Failed audits in Dashboard, but not in logs

Pac · December 11, 2020, 8:26am

Hi,

I’m wondering something as one of my nodes failed an audit at some point (noticed only now the score is 99.xx%):

"12rfG3sh9NCWiX3ivPjq2HtdLmbqCrvHVEzJubnzFzosMuawymB"
{
  "totalCount": 872,
  "successCount": 871,
  "alpha": 19.975104,
  "beta": 0.024895,
  "unknownAlpha": 19.99999,
  "unknownBeta": 0,
  "score": 0.9987552499377624,
  "unknownScore": 1
}

I scrapped my logs from the past ~70 days (october, november and december logs) and found not a single audit failure with the following command:
cat node.log | grep -i audit | grep -i fail

But this node was previously on a very slow SMR drive that was crawling miserably for hours (more than 10…) whenever watchtower would update it, making it slow to respond, so my best guess right now is that it might have failed an audit because of the 5 minute timeout in the past.

When an audit fails because of the timeout, is this audit failure supposed to be visible in the Node’s logs?

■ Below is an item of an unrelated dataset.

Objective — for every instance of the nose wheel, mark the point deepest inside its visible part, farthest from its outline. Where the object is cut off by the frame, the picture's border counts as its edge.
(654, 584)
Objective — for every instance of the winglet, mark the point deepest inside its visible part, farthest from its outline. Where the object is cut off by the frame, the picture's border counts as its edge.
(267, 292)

Alexey · December 11, 2020, 8:42am

There are two ways to fail audit:

corrupted/missed/unreadable file;
3 timeouts 5 minutes each for the same piece.

You can see the audit failed only for the first case. For the second case you could see only started audit but never finished. If the node was unresponsive or too slow or almost hang (but was able to answer on audit request), it might not even register the attempt, especially if that the same disk which the node is unable to read/write in a reasonable time.

Pac · December 11, 2020, 9:05am

Right, so I would need to parse the logs to (maybe) find started audits that do not have corresponding success/failure lines.
That would require some scripting
Thanks @Alexey.

andrew2.hart · December 11, 2020, 4:38pm

truncated files only show a error at the satellite end, nothing in the storagenode logs.
At least in my testing several versions ago.

or did i get it backwards lol